- Directed by: Tanuja Chandra
- Written by: Faraz Arif Ansari
- Produced by: Shailja Kejriwal Aparna Sud
- Starring: Kartik Aaryan; Meher Mistry;
- Cinematography: Saurabh Goswami
- Edited by: Akshara Prabhakar
- Music by: Anuraag Dhoundeyal
- Production company: Zee Entertainment Enterprises
- Release date: 2018;
- Running time: 42 minutes
- Country: India
- Language: Hindi

= Silvat =

2016 short film by Faraz Arif Ansari

Silvat is an Indian Hindi-language romantic drama short film under the Zeal For Unity festival 2016. It is written by Faraz Arif Ansari and directed by Tanuja Chandra, starring Kartik Aaryan and Meher Mistry in the leading roles.

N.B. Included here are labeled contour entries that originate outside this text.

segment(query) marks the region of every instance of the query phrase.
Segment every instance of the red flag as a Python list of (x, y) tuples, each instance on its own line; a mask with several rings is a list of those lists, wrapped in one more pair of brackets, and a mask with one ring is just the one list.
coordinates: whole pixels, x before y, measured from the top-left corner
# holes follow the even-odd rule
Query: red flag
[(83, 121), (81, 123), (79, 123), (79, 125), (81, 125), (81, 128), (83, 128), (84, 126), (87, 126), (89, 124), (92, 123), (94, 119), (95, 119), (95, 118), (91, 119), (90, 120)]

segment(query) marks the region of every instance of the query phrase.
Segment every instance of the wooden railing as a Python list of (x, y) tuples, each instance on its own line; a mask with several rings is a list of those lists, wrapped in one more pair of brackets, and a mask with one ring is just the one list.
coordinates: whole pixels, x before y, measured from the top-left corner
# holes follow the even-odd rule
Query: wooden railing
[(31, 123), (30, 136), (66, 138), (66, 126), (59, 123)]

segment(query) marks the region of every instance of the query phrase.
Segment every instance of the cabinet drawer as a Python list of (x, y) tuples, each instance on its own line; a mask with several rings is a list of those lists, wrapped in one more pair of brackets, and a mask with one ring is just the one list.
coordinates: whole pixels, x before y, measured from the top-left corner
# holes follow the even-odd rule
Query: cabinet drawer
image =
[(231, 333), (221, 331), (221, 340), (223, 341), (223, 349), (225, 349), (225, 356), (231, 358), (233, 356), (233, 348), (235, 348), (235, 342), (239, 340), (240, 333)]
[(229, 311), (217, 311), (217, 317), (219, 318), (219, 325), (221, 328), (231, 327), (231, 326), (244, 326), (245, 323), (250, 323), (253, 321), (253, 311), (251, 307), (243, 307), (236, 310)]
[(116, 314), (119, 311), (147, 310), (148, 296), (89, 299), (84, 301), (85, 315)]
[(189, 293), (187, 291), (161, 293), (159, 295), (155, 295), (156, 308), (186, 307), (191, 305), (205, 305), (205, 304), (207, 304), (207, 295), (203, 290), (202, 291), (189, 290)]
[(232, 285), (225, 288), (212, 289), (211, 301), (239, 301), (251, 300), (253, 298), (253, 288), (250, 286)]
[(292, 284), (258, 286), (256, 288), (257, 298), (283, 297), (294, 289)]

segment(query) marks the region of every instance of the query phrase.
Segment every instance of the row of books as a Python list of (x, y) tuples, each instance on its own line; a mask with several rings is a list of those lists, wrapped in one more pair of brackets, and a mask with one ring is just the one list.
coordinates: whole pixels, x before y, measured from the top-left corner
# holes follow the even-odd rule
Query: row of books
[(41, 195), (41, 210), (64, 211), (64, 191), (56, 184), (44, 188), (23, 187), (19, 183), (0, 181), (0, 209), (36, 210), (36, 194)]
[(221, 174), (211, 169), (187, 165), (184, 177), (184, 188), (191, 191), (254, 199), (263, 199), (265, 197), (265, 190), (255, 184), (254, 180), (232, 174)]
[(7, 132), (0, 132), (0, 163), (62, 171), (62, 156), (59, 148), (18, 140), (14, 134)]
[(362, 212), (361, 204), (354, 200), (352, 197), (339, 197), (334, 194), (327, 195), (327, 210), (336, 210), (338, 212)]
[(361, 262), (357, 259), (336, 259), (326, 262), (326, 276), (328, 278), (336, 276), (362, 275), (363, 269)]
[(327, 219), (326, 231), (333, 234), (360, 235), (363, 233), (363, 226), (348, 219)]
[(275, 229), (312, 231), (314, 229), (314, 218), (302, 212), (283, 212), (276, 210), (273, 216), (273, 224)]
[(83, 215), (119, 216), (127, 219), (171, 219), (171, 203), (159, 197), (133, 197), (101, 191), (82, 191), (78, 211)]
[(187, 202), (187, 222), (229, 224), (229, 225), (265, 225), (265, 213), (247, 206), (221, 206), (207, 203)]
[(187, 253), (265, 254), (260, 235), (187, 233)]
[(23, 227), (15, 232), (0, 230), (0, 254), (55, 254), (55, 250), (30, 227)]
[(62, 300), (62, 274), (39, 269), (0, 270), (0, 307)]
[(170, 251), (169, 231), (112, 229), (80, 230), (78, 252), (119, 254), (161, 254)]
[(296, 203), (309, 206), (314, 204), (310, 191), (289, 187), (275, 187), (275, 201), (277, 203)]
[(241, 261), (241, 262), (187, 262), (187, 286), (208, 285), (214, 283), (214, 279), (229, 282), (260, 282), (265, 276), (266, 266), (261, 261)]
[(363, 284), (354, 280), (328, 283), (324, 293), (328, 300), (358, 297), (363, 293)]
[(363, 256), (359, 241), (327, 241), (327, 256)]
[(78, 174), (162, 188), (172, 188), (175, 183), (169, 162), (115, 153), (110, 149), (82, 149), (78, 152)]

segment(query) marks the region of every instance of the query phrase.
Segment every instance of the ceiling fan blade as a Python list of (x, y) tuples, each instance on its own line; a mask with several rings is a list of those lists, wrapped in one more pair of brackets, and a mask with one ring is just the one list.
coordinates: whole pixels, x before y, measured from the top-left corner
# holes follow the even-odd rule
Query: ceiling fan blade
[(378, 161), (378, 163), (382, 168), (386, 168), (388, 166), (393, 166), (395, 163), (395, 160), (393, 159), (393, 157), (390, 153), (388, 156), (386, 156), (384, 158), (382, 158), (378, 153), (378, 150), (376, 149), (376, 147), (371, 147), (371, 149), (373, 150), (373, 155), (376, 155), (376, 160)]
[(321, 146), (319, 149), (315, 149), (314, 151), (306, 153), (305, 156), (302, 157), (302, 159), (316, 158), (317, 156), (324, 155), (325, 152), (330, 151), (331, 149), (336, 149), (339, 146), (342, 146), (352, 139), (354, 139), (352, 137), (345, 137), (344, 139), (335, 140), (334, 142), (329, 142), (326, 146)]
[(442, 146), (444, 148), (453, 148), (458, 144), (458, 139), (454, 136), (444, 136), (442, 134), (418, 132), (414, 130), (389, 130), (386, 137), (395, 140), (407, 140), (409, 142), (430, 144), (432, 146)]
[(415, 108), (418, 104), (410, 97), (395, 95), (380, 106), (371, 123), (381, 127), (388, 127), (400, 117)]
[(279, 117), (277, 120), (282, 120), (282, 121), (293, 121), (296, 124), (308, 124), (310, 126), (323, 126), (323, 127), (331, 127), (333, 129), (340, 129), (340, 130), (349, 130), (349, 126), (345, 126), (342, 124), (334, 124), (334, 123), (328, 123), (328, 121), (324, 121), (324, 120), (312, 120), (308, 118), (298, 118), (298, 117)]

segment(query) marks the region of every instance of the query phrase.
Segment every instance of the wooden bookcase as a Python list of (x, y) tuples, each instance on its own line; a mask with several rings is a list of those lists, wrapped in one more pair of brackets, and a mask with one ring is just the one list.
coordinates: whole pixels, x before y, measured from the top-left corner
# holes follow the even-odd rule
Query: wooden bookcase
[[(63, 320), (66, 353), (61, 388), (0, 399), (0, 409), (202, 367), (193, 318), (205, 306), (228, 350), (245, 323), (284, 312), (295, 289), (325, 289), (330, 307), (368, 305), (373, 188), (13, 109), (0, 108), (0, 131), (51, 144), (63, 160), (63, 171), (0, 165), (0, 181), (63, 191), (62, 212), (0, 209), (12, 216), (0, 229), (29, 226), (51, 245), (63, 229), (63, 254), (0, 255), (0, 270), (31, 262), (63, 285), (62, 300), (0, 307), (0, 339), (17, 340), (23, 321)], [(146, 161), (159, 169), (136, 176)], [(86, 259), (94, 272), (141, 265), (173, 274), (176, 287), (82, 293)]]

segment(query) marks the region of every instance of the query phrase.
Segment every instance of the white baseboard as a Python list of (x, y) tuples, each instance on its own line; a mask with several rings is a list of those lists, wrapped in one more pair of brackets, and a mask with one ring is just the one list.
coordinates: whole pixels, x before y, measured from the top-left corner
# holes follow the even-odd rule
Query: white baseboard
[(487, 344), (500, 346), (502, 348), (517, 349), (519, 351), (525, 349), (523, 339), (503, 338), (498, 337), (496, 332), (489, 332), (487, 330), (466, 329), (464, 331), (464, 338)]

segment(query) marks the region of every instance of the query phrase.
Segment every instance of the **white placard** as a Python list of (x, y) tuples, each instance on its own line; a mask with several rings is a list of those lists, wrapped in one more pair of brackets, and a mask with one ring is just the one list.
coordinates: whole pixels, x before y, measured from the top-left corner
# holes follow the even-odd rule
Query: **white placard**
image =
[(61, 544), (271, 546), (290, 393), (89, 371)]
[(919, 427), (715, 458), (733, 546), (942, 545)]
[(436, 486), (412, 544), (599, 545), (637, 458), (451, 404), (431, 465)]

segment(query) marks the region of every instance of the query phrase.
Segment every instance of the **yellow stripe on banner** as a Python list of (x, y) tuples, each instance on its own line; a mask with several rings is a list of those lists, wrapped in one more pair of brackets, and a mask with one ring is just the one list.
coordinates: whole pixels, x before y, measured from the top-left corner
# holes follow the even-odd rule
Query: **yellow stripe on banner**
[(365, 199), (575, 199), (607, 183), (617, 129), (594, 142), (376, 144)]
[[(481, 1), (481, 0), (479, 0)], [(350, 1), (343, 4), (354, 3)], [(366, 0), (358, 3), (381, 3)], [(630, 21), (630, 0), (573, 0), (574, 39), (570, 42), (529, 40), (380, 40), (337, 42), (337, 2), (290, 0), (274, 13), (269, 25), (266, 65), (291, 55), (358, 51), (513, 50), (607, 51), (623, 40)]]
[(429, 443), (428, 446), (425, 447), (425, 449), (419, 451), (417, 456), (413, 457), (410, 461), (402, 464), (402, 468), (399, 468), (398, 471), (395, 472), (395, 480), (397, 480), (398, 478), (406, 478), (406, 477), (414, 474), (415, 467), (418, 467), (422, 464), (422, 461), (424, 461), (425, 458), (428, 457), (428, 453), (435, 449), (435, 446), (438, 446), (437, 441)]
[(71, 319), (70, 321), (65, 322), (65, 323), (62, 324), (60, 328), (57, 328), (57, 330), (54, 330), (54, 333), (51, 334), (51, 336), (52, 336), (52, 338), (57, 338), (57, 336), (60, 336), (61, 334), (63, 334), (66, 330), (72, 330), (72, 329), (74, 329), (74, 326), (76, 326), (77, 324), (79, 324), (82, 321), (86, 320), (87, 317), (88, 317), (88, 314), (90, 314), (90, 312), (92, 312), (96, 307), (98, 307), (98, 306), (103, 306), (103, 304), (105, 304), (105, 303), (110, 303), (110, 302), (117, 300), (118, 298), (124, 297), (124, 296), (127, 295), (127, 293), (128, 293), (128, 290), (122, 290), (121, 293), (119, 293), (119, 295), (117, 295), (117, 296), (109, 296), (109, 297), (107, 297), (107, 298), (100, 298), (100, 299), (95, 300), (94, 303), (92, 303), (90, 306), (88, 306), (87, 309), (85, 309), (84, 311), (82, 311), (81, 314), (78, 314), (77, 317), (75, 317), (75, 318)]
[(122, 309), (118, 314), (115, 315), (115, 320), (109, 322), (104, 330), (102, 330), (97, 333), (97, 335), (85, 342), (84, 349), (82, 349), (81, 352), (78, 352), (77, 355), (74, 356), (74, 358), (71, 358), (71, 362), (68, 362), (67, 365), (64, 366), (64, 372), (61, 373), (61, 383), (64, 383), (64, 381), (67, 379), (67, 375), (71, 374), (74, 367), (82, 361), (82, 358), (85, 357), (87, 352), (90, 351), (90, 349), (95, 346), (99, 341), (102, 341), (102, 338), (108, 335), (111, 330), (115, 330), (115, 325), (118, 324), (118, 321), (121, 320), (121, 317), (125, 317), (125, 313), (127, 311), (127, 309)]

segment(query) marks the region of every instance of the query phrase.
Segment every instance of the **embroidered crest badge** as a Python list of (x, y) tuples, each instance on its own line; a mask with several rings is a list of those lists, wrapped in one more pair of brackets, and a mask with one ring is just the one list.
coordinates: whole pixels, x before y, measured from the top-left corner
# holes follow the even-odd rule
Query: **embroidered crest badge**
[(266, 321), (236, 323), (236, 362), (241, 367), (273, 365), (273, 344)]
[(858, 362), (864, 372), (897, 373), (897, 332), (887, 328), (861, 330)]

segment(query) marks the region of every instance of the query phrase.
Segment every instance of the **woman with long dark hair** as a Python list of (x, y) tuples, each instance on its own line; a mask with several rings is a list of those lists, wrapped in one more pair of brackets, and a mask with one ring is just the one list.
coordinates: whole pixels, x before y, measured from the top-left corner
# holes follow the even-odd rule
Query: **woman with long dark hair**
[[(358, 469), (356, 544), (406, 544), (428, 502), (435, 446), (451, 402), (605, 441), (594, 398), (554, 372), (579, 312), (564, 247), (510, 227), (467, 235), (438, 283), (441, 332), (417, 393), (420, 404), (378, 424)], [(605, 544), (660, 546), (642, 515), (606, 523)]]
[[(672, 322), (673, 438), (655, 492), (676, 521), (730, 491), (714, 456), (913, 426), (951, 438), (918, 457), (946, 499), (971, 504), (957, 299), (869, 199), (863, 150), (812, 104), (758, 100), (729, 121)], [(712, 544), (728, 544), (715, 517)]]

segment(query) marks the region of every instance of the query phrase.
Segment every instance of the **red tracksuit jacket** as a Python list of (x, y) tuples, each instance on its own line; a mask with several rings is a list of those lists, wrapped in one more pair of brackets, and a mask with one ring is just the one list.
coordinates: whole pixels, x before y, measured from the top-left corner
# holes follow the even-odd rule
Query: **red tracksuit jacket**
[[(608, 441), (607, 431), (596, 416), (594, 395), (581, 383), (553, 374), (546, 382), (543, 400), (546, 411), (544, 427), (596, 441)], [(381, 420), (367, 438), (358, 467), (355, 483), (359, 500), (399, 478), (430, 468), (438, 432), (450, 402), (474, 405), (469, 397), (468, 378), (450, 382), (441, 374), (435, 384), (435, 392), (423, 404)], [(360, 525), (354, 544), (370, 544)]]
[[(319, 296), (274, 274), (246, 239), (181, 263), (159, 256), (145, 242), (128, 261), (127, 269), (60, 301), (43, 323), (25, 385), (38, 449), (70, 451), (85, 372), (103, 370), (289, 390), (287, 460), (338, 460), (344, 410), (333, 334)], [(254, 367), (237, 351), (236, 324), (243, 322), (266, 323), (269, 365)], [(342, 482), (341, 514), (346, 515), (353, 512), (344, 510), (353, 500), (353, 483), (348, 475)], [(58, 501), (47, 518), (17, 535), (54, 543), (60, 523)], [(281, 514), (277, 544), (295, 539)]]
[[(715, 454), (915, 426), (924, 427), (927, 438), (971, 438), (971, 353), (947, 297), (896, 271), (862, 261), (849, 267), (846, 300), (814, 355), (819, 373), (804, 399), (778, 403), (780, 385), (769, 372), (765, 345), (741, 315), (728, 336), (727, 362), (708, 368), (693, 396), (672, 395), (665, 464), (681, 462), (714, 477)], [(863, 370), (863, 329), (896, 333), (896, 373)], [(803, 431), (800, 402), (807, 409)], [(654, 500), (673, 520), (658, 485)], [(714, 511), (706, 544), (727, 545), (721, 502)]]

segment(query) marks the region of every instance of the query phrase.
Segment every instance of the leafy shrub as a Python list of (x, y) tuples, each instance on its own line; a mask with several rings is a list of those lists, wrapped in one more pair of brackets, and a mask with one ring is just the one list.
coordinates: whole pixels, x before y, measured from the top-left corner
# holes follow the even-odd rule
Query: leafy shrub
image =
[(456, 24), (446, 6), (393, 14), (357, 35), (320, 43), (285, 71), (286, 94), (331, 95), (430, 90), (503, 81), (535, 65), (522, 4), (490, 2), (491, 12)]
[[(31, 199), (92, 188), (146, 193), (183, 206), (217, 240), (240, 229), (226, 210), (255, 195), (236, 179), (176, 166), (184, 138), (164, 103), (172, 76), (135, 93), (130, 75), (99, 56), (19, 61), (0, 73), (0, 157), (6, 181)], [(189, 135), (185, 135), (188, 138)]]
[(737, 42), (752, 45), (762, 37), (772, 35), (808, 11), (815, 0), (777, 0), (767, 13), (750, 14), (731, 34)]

Kartik Aaryan shot this short film while filming Pyaar Ka Punchnama 2.

==Plot==

Noor, a married woman, falls in love with Anwar, a tailor. However, they never express their feelings as she awaits her husband's return from Riyadh.

==Cast==

- Kartik Aaryan as Anwar Khan
- Meher Mistry as Noor

==Release==
The film was released on Zindagi channel on 12 June 2016, and available for streaming on ZEE5.

==Reception==
===Critical reception===
Anvita Singh reviewed for The Indian Express said: Silvat is made up of such touching and telling moments, and effectively conveys the pain, tension and little pleasures of first love.

Anita Britto of SpotboyE rated 3 stars out of five and wrote "With a well-written script and immersive narrative, Silvat takes you to another world. A world where no one fights for their love."